Management Considerations
The ideal therapeutic goal when treating cancer pain should be complete
pain relief in an alert patient with a sensorium unclouded by the therapy
employed. The psychological aspects of pain could become irrelevant if
analgesic treatment is inadequate because the unchecked physical
components of the pain cannot be overcome by psychosocial interventions.
However, since pain comprises a combination of physical sensations and
negative affect, it might be partially relieved or diminished by reducing
the affective component through the use of a variety of
non-pharmacological interventions. The research base for these
interventions is just beginning to evolve, however they are known to be
effective, at least anecdotally, in many patients. Because they afford
very little risk to the patient, they can be tested empirically as an
adjuvant to pharmacologic, anesthetic, and other physical modalities.

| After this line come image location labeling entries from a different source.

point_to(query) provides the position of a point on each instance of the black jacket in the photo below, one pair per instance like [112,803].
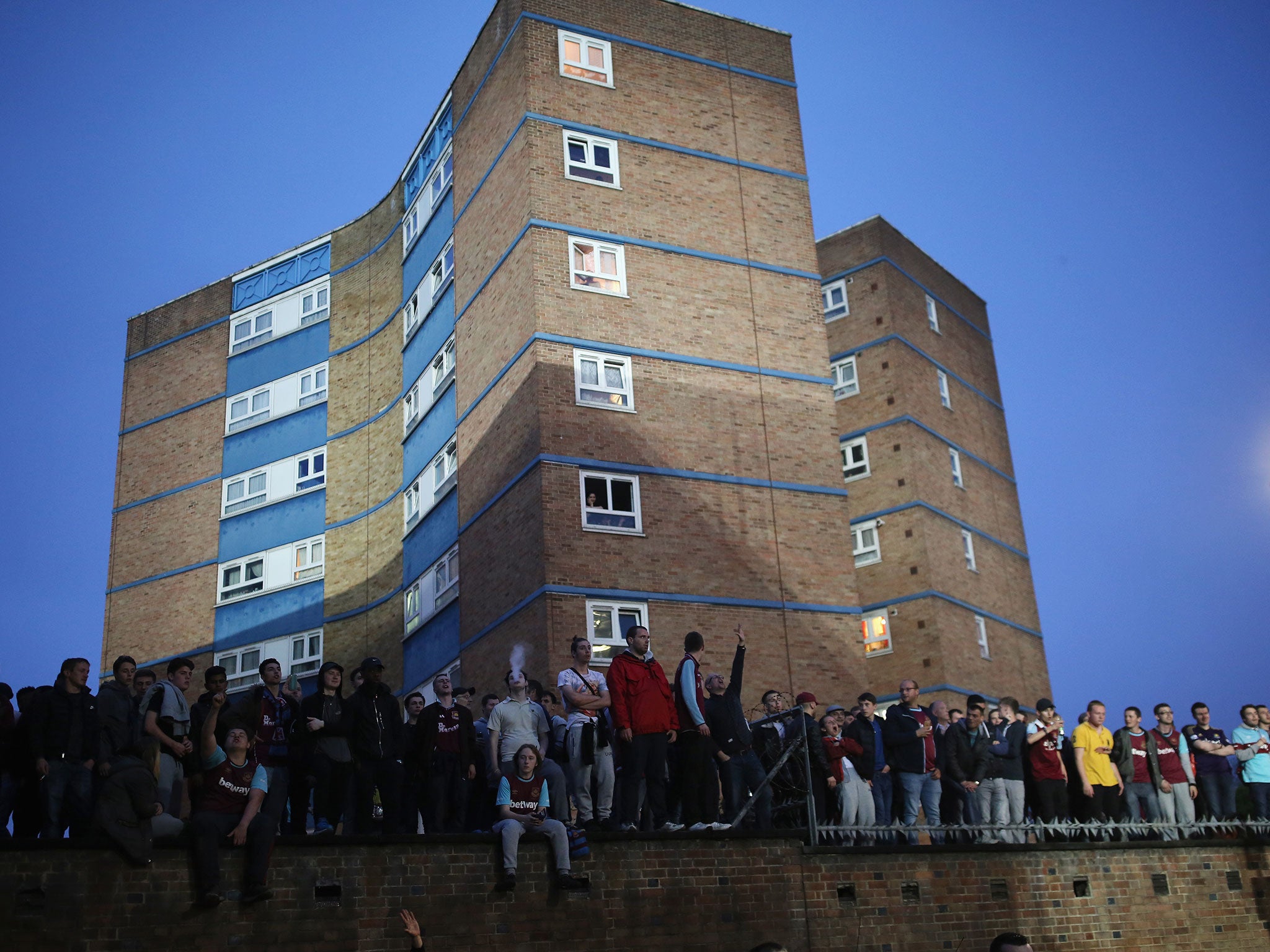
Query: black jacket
[375,724]
[65,726]
[963,759]
[724,714]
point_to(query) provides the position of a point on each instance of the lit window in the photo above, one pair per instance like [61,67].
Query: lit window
[845,381]
[246,491]
[855,459]
[597,267]
[833,298]
[968,550]
[864,544]
[591,159]
[876,631]
[311,470]
[602,380]
[610,503]
[586,59]
[249,332]
[607,624]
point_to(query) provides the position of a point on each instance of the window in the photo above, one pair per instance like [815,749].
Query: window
[311,470]
[602,380]
[968,550]
[308,563]
[597,267]
[609,624]
[610,503]
[251,330]
[833,298]
[864,544]
[586,59]
[313,386]
[591,159]
[855,459]
[876,630]
[242,578]
[845,382]
[249,410]
[246,491]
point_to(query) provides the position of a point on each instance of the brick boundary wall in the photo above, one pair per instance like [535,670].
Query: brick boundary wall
[655,891]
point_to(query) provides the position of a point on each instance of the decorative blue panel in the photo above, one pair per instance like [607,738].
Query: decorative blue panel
[287,436]
[270,616]
[433,645]
[429,156]
[431,539]
[278,358]
[431,434]
[282,277]
[272,526]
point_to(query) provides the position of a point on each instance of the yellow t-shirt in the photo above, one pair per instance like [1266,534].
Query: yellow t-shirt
[1098,767]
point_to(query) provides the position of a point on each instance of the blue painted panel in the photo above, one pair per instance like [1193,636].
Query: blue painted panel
[431,539]
[426,249]
[282,277]
[437,328]
[272,526]
[270,616]
[278,358]
[435,644]
[287,436]
[427,439]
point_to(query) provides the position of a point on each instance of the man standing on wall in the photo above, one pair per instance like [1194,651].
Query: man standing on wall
[647,724]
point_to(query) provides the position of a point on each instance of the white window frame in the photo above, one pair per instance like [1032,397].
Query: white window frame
[588,143]
[610,478]
[968,550]
[578,277]
[843,387]
[575,69]
[830,310]
[607,649]
[865,546]
[602,359]
[848,446]
[877,639]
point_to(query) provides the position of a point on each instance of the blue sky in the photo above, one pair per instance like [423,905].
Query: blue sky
[1098,173]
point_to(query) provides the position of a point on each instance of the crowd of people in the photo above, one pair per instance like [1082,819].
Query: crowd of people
[624,749]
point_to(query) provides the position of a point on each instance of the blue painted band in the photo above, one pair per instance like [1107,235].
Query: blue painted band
[886,259]
[966,526]
[173,413]
[958,602]
[916,350]
[940,437]
[173,340]
[162,575]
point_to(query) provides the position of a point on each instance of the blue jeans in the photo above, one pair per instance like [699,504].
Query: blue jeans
[742,774]
[1219,790]
[921,790]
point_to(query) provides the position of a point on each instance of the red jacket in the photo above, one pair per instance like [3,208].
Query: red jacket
[838,748]
[642,696]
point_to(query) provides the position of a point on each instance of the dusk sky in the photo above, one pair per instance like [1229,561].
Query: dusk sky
[1098,173]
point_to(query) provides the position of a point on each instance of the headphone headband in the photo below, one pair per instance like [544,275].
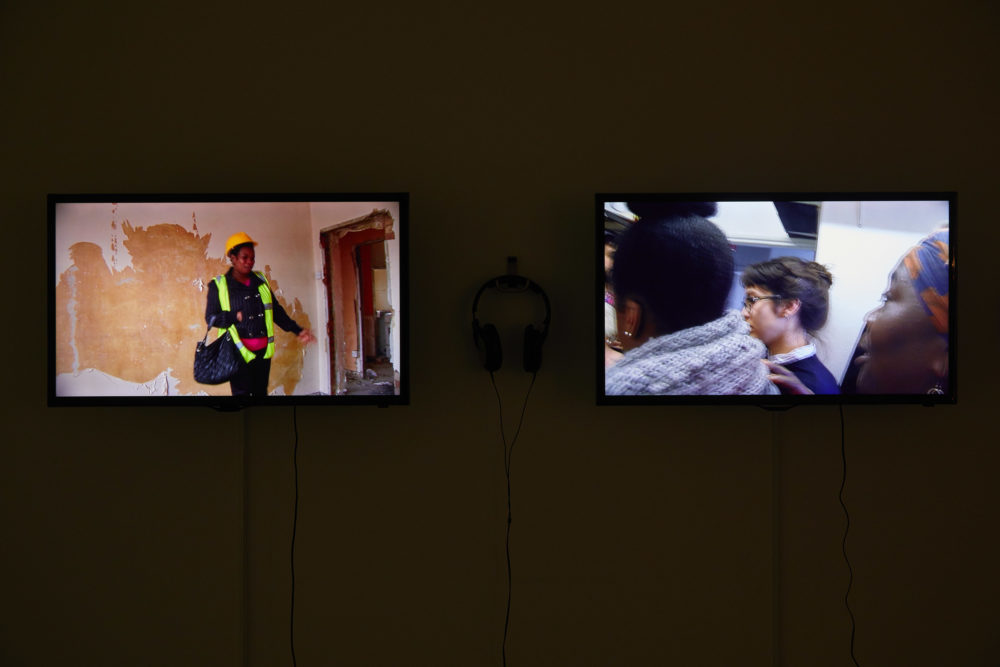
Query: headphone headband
[511,283]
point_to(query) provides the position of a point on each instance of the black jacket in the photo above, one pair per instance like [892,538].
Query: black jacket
[246,299]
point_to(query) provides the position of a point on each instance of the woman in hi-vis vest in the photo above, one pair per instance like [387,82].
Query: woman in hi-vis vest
[241,302]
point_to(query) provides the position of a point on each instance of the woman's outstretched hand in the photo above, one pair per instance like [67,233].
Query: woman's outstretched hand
[784,379]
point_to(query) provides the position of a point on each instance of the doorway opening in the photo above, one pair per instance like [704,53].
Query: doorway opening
[357,273]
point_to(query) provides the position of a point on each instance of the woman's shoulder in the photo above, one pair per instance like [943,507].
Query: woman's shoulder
[814,375]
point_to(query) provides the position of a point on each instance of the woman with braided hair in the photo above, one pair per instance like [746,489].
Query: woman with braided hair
[672,274]
[904,349]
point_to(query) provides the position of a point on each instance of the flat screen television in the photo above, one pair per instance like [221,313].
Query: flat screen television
[849,296]
[135,279]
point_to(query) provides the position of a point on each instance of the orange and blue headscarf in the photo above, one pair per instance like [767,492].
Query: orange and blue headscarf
[927,264]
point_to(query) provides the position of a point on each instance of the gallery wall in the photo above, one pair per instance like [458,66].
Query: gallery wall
[694,536]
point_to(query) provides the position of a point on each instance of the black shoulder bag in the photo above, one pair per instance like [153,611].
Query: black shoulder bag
[218,362]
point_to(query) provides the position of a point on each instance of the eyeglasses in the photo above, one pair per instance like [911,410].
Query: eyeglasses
[750,301]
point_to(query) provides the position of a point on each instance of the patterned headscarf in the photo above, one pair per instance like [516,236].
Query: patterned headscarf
[927,264]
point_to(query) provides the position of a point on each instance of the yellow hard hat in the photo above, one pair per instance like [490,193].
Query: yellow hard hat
[236,239]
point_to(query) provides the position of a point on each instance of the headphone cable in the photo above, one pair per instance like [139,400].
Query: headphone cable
[295,521]
[847,528]
[508,450]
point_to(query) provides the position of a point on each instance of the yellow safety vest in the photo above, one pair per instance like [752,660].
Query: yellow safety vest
[265,296]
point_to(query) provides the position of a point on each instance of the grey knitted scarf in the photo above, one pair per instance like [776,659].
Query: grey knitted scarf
[717,358]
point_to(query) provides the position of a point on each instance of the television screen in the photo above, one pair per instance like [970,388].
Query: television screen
[776,299]
[310,290]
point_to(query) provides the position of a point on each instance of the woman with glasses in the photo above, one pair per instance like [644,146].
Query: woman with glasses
[787,301]
[671,277]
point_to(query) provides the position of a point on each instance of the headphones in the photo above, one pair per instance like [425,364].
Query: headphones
[487,338]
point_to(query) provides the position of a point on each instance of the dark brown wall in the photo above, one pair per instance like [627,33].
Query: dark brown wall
[688,536]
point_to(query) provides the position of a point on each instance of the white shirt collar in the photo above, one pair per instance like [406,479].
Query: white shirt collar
[798,354]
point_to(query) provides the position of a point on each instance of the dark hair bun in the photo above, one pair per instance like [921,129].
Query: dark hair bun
[664,210]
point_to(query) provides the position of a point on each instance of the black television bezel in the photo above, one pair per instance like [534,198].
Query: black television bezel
[950,395]
[227,403]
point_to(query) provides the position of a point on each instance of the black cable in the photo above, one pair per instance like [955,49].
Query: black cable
[507,452]
[295,521]
[847,528]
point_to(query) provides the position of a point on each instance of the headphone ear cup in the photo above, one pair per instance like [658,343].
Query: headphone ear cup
[490,351]
[533,340]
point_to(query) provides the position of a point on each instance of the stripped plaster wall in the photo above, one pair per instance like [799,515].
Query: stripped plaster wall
[132,284]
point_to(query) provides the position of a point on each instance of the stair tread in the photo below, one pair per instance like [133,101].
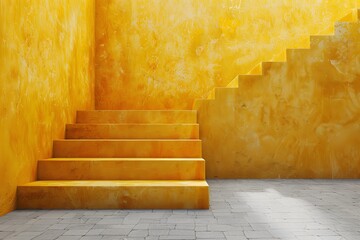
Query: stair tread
[116,183]
[123,159]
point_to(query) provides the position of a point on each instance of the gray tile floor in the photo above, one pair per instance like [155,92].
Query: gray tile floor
[240,209]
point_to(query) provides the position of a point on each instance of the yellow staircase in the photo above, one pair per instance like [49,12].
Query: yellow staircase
[123,160]
[296,119]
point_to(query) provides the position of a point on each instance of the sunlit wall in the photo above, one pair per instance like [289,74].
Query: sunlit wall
[156,54]
[46,73]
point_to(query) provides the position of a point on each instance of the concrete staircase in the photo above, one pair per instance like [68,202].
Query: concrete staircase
[294,117]
[123,160]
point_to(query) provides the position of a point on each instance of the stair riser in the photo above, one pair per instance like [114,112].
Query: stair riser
[140,197]
[113,148]
[136,117]
[121,170]
[80,131]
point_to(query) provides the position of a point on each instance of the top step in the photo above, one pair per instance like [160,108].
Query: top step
[137,116]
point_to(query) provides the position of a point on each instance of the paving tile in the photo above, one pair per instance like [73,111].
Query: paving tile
[240,209]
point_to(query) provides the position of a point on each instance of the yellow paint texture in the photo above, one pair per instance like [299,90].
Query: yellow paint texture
[160,54]
[300,119]
[118,194]
[46,73]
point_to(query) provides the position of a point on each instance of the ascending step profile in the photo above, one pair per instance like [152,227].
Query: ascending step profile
[123,159]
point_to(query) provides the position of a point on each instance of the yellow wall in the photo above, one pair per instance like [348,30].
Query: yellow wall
[46,73]
[156,54]
[301,119]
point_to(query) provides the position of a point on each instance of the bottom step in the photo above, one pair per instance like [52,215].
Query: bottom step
[113,195]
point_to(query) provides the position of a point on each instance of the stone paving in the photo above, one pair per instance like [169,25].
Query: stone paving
[240,209]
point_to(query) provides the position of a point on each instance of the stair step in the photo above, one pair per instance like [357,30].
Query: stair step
[182,148]
[135,131]
[137,116]
[113,195]
[121,169]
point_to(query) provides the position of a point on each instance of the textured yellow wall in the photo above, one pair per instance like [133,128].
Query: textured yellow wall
[156,54]
[46,73]
[301,119]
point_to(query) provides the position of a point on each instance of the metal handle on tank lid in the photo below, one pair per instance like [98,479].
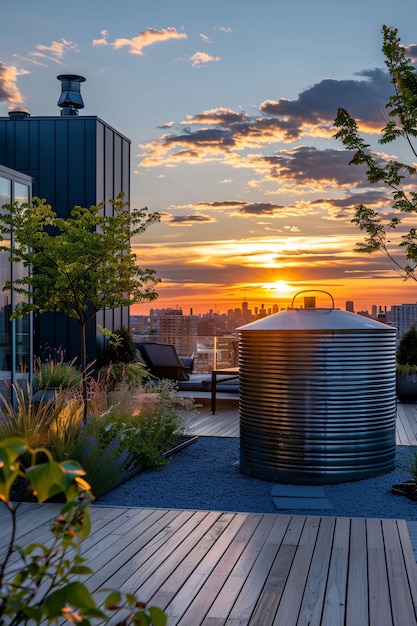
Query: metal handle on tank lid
[312,304]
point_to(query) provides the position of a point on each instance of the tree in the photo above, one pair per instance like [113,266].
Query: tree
[79,265]
[401,127]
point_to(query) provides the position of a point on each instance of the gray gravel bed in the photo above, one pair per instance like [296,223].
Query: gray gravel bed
[205,476]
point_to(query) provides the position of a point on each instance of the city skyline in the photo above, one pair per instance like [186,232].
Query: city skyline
[230,110]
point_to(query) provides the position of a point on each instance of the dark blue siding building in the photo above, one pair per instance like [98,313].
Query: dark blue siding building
[72,160]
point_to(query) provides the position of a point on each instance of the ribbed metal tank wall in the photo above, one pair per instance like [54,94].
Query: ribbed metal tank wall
[317,397]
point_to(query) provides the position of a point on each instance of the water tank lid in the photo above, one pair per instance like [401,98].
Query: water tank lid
[316,319]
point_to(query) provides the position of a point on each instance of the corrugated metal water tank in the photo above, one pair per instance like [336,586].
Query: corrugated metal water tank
[317,397]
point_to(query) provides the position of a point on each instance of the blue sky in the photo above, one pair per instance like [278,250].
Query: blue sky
[229,106]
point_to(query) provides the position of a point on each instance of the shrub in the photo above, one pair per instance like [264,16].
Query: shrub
[130,374]
[30,420]
[120,347]
[53,375]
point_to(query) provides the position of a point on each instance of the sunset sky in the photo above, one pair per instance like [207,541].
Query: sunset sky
[229,107]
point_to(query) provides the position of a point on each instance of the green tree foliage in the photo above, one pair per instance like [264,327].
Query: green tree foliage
[401,127]
[120,347]
[77,265]
[39,582]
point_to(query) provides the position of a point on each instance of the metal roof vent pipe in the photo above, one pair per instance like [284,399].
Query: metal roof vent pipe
[70,99]
[18,115]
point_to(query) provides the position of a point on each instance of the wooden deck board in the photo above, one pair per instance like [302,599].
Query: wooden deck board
[217,569]
[225,422]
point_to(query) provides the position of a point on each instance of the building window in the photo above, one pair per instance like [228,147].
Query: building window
[15,335]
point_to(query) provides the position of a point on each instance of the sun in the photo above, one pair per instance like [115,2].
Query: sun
[281,287]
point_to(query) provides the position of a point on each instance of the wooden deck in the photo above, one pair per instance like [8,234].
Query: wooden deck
[211,568]
[208,568]
[225,422]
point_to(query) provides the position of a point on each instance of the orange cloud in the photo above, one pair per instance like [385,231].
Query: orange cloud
[147,37]
[202,58]
[9,91]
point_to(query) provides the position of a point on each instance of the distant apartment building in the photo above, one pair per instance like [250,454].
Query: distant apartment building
[171,326]
[402,316]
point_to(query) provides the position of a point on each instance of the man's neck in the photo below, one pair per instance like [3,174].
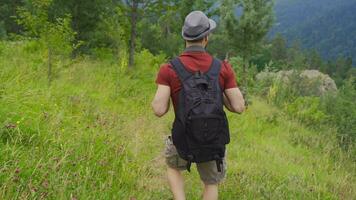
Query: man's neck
[199,48]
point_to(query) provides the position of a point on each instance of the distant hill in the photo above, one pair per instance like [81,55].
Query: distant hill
[328,25]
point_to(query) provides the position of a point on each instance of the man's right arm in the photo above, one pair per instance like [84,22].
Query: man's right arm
[234,100]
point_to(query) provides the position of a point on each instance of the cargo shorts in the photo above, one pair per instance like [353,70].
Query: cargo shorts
[208,171]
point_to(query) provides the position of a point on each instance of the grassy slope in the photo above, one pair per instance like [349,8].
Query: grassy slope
[91,135]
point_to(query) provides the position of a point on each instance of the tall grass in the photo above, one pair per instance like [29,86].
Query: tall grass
[91,135]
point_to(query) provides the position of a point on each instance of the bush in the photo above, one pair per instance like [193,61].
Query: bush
[341,110]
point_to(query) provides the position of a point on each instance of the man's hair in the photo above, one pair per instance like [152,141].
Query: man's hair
[196,41]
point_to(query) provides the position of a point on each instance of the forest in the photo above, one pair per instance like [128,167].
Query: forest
[77,79]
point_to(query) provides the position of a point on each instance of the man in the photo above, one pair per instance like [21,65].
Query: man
[195,32]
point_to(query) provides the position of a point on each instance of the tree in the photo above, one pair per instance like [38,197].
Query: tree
[247,31]
[135,11]
[279,49]
[165,25]
[56,37]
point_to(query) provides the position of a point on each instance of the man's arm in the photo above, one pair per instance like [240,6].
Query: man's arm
[160,103]
[234,100]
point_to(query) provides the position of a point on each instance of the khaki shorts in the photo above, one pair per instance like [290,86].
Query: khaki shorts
[208,171]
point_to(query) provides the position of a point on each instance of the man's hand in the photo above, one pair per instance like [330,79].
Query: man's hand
[234,100]
[160,103]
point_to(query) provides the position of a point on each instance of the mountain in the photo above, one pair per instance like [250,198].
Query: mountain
[328,25]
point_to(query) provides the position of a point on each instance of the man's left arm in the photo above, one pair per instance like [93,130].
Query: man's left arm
[160,103]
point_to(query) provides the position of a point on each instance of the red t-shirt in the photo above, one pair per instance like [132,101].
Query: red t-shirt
[194,61]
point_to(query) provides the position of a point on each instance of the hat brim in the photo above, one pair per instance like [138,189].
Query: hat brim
[202,35]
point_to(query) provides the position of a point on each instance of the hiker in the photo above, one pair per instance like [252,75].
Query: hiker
[199,86]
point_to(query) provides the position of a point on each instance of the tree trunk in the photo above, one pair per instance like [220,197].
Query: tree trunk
[133,33]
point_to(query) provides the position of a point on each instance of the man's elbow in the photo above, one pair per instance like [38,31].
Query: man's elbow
[158,110]
[239,108]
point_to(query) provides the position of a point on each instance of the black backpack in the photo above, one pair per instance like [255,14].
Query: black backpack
[200,129]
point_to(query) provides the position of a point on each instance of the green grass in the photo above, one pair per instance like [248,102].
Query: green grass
[92,135]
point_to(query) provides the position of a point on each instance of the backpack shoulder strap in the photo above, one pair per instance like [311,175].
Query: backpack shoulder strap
[215,68]
[180,69]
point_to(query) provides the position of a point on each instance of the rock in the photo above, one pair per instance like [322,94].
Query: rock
[313,82]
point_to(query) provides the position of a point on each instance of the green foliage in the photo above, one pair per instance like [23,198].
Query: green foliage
[247,32]
[307,110]
[328,26]
[341,109]
[91,136]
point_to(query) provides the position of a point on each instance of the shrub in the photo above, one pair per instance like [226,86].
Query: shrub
[341,109]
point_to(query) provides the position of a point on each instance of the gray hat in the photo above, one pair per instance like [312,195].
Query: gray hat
[197,25]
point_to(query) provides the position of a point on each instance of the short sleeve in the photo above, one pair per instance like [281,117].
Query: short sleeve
[228,75]
[163,76]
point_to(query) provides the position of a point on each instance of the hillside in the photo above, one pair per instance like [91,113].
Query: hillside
[328,26]
[91,135]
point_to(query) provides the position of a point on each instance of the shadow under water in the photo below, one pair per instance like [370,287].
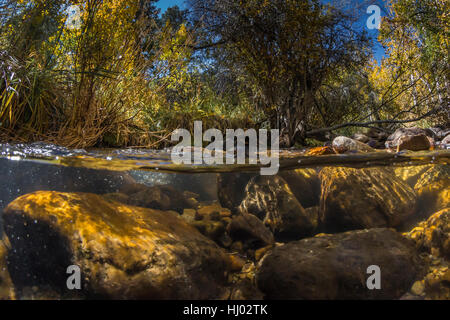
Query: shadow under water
[139,226]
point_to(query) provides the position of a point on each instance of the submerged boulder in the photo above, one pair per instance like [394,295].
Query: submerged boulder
[6,285]
[271,200]
[335,266]
[123,252]
[433,235]
[304,184]
[363,198]
[411,174]
[231,188]
[248,229]
[433,190]
[343,144]
[161,197]
[320,151]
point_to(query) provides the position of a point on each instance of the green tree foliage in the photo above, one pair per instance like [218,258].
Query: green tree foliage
[283,50]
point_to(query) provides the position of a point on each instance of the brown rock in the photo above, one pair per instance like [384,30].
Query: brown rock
[363,198]
[344,144]
[6,285]
[231,189]
[414,143]
[304,184]
[124,252]
[271,200]
[433,235]
[413,139]
[335,266]
[248,229]
[320,151]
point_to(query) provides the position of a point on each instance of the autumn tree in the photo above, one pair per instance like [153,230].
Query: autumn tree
[283,49]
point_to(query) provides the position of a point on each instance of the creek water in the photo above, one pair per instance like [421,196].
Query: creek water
[400,177]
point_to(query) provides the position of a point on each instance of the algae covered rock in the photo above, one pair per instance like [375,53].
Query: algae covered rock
[304,184]
[231,188]
[6,285]
[363,198]
[271,200]
[123,252]
[335,266]
[433,235]
[248,229]
[320,151]
[413,139]
[433,189]
[411,174]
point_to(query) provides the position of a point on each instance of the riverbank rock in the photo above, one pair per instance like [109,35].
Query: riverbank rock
[344,145]
[6,285]
[123,252]
[363,198]
[334,266]
[304,184]
[433,235]
[361,137]
[271,200]
[320,151]
[414,139]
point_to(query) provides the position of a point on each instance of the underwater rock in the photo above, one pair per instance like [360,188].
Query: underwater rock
[271,200]
[163,197]
[433,235]
[123,252]
[361,137]
[335,266]
[415,143]
[243,285]
[363,198]
[6,285]
[213,211]
[446,140]
[248,229]
[343,144]
[414,139]
[411,174]
[211,220]
[434,197]
[433,174]
[231,188]
[304,184]
[435,285]
[433,190]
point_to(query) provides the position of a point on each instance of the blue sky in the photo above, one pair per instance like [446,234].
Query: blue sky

There are several key principles regarding the introduction of any of
these interventions. How these interventions are introduced to the
patient may greatly affect their response to them and ultimately their use
and effectiveness. First, it should be stressed to the patient and to
appropriate family members that the offering of psychosocial interventions
in no way implies that the pain is not real , imaginary, or that the
caregiver believes the patient has a mental disorder. It is important to
emphasize the complementary nature of these interventions and the belief
that while they may not alter the pain sensation completely, they have the
potential for enhancing other therapies and improving the ability to cope
with the pain. Second, timing of the teaching or introduction of these
techniques is important. It is wise to introduce them early in the course
of potentially painful situations when the techniques can be more
effectively learned and practiced. Introducing them during a time of
severe pain when the patientıs coping ability is challenged decreases the
likelihood that they will be used or effective. Third, they should never
be relied upon as the primary method of pain control or as an alternative
to adequate pharmacologic intervention.